Periodically (or upon request), a process is run, which

  • loops through staged_images.csv,
  • retrieving the files and uploading them to our file server (computing the md5 hash) on the way,
  • enriching the metadata, in case the image is from a known provider (Wikimedia, Flickr, EOL, ...),
  • moving the metadata from staged_images.csv to images.csv, replacing the id.

Image providers

For several providers of flora and fauna imagery we provide support for downloading images and associated metadata (by specifying matching URLs as id in staged_images.csv):

  • EOL images specified by a URL of the form http://media.eol.org/data_objects/21916329. (You typically get to a page with such a URL by clicking on any image you encounter while browsing EOL)
  • Flickr images specified by a URL of the form https://www.flickr.com/photos/damouns/78968973, i.e. a photo's details page.
  • African Plants photos from Senckenberg, specified by an URL of the form http://www.westafricanplants.senckenberg.de/root/index.php?page_id=14&id=722#image=26800, i.e. the URL you see in your browser's location bar after clicking to enlarge an image.
  • Wikimedia
  • Flora of Zimbabwe or Flora of Mozambique

Referential Integrity

Currently, insuring referential integrity of the data is the responsibility of the editor. In particular editors have to make sure

  • id columns hold unique values,
  • <name>__id columns hold values which exist as id in the referenced table,
  • <name>__ids columns hold comma-separated lists of values which exist as id in the referenced table.

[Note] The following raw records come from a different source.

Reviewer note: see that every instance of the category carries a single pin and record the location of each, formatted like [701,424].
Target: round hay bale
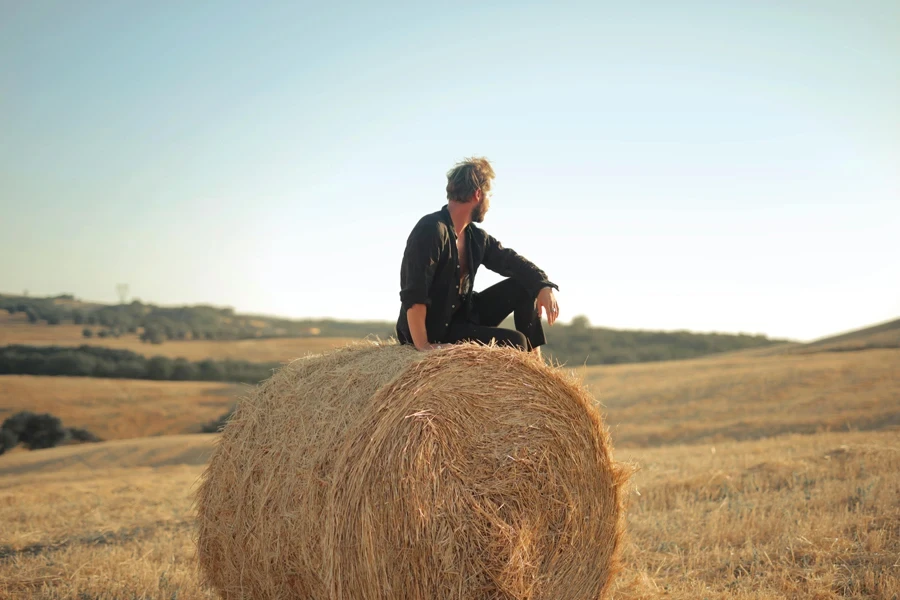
[378,472]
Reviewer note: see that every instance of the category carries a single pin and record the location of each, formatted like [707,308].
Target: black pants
[490,308]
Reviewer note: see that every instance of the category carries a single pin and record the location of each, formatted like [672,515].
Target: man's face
[481,208]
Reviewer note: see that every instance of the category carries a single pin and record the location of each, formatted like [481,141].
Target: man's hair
[467,176]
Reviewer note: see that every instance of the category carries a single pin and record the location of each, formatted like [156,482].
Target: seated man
[437,275]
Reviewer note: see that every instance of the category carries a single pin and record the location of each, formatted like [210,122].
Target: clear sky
[713,166]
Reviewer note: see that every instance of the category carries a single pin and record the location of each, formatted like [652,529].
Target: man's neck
[460,214]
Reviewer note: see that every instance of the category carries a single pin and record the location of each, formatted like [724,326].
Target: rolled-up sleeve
[509,263]
[420,261]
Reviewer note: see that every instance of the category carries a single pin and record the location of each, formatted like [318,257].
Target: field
[746,397]
[759,475]
[812,516]
[15,330]
[119,408]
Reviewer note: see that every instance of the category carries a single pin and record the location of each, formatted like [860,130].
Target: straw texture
[378,472]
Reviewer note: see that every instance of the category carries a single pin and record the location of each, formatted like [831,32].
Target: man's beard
[479,211]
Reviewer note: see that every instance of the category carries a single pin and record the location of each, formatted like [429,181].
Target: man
[443,254]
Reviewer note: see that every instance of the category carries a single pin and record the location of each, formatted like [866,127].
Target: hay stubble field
[757,477]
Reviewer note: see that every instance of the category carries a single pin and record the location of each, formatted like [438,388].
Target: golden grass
[814,516]
[253,350]
[747,397]
[795,516]
[119,408]
[801,516]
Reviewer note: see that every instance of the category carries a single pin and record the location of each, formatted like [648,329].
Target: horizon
[564,322]
[696,167]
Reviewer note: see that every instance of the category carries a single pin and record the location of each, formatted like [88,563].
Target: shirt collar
[445,216]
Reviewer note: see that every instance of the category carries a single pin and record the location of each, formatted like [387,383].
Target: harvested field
[253,350]
[747,397]
[120,408]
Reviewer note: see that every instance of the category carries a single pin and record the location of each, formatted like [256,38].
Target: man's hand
[547,303]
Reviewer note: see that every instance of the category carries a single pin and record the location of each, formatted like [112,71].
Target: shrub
[36,431]
[8,440]
[159,367]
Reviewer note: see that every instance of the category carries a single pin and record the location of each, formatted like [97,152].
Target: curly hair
[468,176]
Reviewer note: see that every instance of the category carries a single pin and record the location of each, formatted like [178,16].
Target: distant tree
[153,334]
[8,440]
[160,368]
[36,431]
[183,370]
[580,322]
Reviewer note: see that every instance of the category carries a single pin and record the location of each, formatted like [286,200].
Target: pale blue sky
[709,166]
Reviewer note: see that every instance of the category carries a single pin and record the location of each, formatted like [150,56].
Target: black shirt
[430,273]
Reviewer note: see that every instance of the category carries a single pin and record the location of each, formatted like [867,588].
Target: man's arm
[420,260]
[415,316]
[508,263]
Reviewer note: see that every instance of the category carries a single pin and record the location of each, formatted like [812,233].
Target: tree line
[95,361]
[37,431]
[574,344]
[156,324]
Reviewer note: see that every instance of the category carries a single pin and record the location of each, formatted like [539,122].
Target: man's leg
[509,296]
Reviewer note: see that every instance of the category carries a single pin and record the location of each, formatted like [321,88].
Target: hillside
[748,397]
[119,408]
[883,335]
[197,332]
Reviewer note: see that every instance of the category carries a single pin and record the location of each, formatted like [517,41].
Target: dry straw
[377,472]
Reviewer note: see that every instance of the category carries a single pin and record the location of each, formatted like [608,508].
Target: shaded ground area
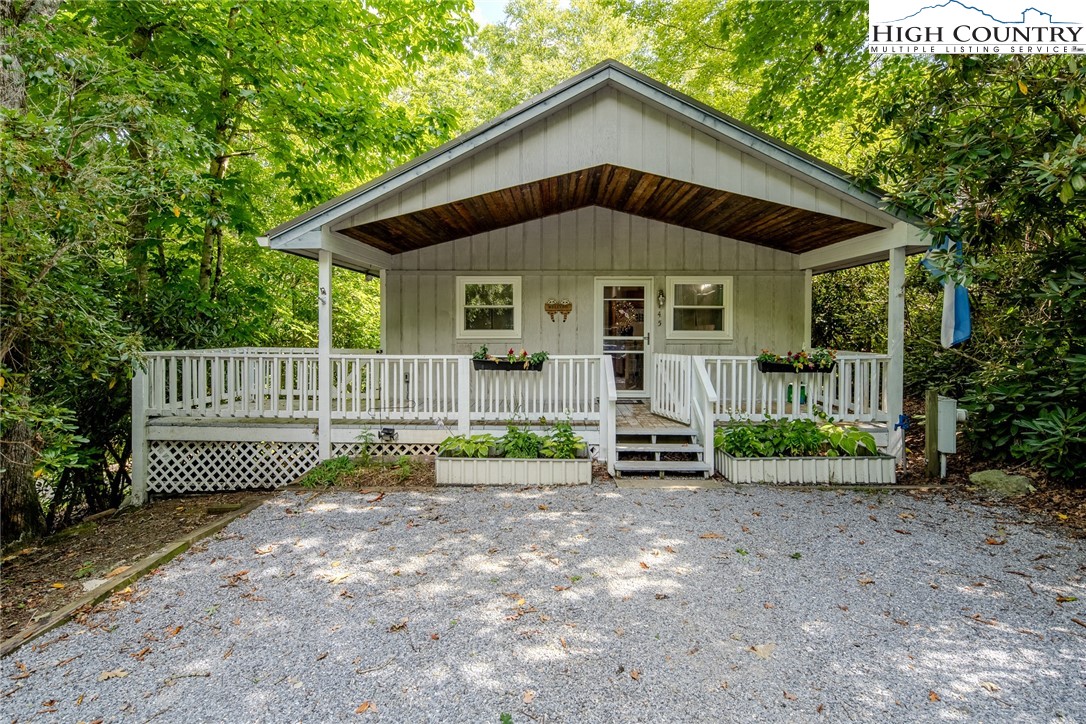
[586,604]
[42,578]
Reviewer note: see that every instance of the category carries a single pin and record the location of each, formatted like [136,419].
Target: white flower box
[513,471]
[864,470]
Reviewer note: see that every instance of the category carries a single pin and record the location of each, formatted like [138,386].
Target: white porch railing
[671,386]
[855,391]
[275,383]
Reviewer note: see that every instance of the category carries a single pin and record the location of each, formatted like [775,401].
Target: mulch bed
[47,575]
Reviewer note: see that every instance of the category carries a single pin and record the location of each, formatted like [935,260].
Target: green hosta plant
[519,443]
[786,437]
[563,443]
[467,446]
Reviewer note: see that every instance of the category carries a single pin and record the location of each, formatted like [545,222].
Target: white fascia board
[345,251]
[771,153]
[870,248]
[374,193]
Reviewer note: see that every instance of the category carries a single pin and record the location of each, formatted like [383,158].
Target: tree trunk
[20,507]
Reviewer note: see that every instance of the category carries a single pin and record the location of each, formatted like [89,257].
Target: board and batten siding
[609,126]
[560,257]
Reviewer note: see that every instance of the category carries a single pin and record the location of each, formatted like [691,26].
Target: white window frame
[463,332]
[724,334]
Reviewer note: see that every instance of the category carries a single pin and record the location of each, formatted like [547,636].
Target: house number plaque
[554,306]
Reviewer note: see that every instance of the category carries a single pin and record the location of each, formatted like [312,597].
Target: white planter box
[869,470]
[513,471]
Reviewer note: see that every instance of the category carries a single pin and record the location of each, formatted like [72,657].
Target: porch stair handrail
[608,416]
[702,397]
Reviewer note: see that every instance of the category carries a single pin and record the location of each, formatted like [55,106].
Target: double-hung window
[489,307]
[699,307]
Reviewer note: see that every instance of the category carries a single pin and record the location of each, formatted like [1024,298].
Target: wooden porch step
[658,447]
[663,466]
[642,432]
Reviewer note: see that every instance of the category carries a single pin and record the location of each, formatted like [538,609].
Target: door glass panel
[624,333]
[629,370]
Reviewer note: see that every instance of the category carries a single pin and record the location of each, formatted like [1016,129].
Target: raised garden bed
[859,470]
[513,471]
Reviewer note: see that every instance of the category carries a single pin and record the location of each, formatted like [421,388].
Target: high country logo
[955,26]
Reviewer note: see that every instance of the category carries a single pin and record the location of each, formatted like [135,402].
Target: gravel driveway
[584,605]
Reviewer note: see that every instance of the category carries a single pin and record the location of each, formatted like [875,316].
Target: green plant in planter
[786,437]
[520,443]
[847,441]
[467,446]
[563,443]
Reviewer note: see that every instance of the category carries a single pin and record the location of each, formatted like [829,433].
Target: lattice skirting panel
[352,449]
[194,467]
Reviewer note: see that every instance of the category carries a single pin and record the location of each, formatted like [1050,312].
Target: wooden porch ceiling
[621,189]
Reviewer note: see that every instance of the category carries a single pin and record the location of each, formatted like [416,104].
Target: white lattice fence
[352,449]
[194,466]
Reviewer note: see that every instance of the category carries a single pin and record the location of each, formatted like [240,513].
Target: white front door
[623,332]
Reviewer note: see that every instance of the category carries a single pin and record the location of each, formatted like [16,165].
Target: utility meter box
[948,426]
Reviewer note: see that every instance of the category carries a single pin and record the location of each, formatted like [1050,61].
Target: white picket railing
[567,388]
[273,383]
[671,389]
[854,391]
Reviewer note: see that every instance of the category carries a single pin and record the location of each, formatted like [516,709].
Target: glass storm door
[624,332]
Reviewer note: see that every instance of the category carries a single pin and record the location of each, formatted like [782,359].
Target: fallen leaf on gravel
[762,650]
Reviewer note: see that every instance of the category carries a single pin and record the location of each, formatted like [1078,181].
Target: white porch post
[324,356]
[808,277]
[139,437]
[895,338]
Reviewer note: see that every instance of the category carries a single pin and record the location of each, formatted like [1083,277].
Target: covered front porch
[219,419]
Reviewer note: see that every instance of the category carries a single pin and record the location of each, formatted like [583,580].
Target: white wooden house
[649,243]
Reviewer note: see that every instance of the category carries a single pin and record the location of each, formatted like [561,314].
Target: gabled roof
[289,236]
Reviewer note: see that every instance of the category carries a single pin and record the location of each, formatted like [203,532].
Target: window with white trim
[489,307]
[699,307]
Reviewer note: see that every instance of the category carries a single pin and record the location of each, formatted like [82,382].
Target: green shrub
[467,446]
[787,437]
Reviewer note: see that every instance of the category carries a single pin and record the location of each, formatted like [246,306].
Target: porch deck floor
[638,416]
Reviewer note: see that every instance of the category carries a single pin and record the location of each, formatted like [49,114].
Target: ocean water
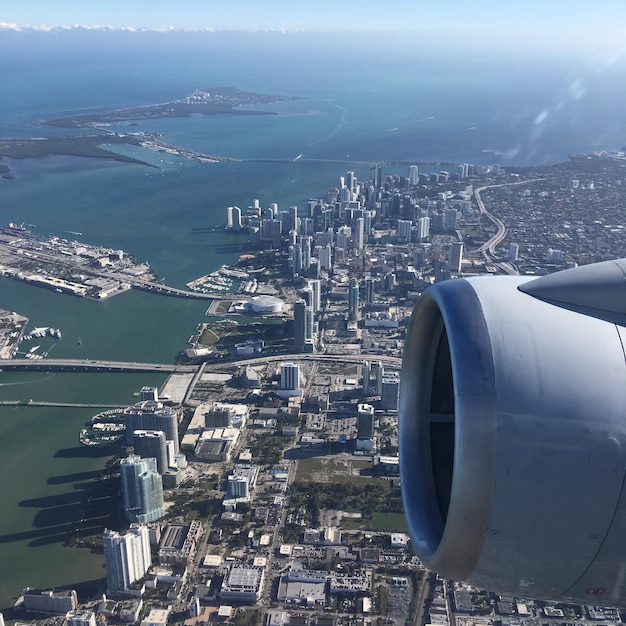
[357,102]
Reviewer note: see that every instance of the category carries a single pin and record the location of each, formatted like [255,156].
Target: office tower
[316,292]
[150,444]
[353,300]
[294,222]
[289,378]
[368,289]
[299,325]
[367,225]
[423,229]
[142,489]
[149,393]
[295,254]
[404,231]
[366,371]
[306,252]
[554,256]
[449,219]
[307,226]
[150,415]
[441,271]
[365,421]
[380,370]
[343,236]
[359,234]
[127,557]
[390,392]
[236,218]
[276,233]
[233,217]
[238,487]
[455,256]
[324,255]
[78,617]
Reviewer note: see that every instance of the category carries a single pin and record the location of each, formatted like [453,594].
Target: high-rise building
[365,421]
[306,252]
[316,299]
[150,444]
[238,487]
[359,234]
[294,222]
[299,325]
[404,231]
[353,300]
[366,372]
[423,229]
[368,288]
[380,371]
[455,257]
[289,376]
[390,392]
[142,489]
[324,254]
[127,557]
[449,219]
[152,415]
[80,617]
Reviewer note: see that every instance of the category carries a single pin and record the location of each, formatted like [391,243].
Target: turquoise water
[368,106]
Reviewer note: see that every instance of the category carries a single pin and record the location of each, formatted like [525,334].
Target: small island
[212,101]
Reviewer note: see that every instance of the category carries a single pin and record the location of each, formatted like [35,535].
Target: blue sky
[558,25]
[579,15]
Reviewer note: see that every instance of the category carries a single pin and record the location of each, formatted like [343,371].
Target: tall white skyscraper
[316,295]
[324,254]
[127,557]
[455,256]
[404,231]
[423,229]
[359,234]
[142,489]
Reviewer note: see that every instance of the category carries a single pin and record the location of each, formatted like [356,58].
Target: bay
[359,102]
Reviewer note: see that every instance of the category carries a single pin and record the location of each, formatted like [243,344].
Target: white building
[289,380]
[127,557]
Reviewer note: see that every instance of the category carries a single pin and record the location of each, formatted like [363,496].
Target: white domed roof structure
[266,304]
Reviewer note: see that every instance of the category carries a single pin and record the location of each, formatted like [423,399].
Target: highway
[84,365]
[488,249]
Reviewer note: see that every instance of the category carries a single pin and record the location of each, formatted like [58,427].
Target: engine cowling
[513,433]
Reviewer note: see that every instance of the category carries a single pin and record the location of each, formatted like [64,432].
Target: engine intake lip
[448,362]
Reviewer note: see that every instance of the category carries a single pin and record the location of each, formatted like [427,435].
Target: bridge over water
[85,365]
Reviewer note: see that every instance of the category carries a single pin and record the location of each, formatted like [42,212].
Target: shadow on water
[86,452]
[85,590]
[74,478]
[77,517]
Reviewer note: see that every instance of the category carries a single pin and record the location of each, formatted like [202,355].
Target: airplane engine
[513,433]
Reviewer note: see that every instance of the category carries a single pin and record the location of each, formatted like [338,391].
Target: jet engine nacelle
[513,433]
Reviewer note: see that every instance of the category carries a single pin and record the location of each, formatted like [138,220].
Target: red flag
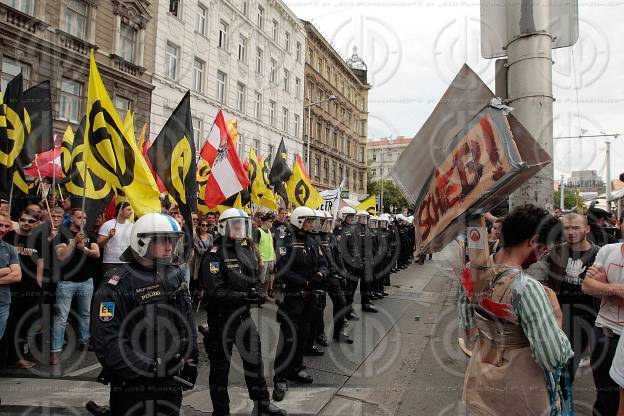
[227,175]
[49,164]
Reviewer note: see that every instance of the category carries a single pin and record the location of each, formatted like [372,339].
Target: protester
[520,346]
[24,310]
[114,237]
[605,280]
[10,271]
[75,253]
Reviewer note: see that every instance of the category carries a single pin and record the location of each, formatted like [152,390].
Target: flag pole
[45,199]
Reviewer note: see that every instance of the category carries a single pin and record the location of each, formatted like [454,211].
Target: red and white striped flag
[227,174]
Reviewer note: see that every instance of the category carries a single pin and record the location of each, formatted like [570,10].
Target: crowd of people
[554,298]
[55,271]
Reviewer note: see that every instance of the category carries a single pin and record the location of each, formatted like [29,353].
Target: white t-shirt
[119,243]
[617,366]
[611,258]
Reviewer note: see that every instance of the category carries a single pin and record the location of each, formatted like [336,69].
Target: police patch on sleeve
[107,311]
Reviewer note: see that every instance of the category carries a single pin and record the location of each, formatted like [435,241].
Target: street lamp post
[309,108]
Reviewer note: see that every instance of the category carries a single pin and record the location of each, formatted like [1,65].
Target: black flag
[174,160]
[280,172]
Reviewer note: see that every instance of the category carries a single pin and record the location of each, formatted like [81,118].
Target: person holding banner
[520,348]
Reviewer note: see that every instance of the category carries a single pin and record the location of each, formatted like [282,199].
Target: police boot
[267,409]
[301,376]
[279,391]
[342,337]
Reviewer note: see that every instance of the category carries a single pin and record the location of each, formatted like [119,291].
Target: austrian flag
[228,175]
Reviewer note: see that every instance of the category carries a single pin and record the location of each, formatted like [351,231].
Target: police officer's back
[142,324]
[228,272]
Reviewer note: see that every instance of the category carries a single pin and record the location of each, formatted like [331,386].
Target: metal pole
[530,89]
[608,173]
[561,191]
[309,132]
[382,181]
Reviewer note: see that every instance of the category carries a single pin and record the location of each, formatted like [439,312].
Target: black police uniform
[143,333]
[228,272]
[336,283]
[300,266]
[351,254]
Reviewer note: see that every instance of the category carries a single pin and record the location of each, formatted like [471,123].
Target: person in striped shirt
[520,347]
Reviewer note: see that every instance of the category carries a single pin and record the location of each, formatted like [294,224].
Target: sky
[414,49]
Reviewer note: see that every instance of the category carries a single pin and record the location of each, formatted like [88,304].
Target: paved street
[405,362]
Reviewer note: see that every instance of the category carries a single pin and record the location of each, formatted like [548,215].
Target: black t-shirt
[29,251]
[570,291]
[78,267]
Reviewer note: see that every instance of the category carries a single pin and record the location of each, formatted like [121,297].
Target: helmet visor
[238,228]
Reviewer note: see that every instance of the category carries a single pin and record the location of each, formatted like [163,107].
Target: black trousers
[607,390]
[150,399]
[295,316]
[228,329]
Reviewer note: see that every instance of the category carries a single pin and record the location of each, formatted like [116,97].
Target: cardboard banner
[332,201]
[466,159]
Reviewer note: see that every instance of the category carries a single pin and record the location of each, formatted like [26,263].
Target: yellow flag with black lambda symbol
[112,155]
[300,191]
[261,194]
[172,155]
[369,205]
[96,192]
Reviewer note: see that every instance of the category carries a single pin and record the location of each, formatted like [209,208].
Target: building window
[273,71]
[275,30]
[257,105]
[122,105]
[174,7]
[272,107]
[298,88]
[285,119]
[24,6]
[127,40]
[70,99]
[242,49]
[200,21]
[171,58]
[11,68]
[221,86]
[240,97]
[199,67]
[259,61]
[297,125]
[287,41]
[76,18]
[198,125]
[223,27]
[260,17]
[286,80]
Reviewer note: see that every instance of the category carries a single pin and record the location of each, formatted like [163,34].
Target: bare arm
[597,285]
[11,274]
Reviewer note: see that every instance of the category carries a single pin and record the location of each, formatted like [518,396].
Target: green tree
[569,199]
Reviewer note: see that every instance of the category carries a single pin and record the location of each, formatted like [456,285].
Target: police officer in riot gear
[301,268]
[336,282]
[350,252]
[365,272]
[142,324]
[228,272]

Upon push, referential integrity will be checked by travis-ci.

Changing the scientific name of a species

Since the id of a species is created from its scientifc name, changing this name involves the following steps:

  1. Add a new species with the updated name and id to species.csv.
  2. Update all references to the id in images.csv and words.csv.
  3. TODO redirect the old species to the new one by ...

Supplemental Data

In addition to the data managed in this repository, we fetch data from other sources to enhance the usability of the site.

  • Given a proper scientific name for a species we can fetch a corresponding identifier from EOL.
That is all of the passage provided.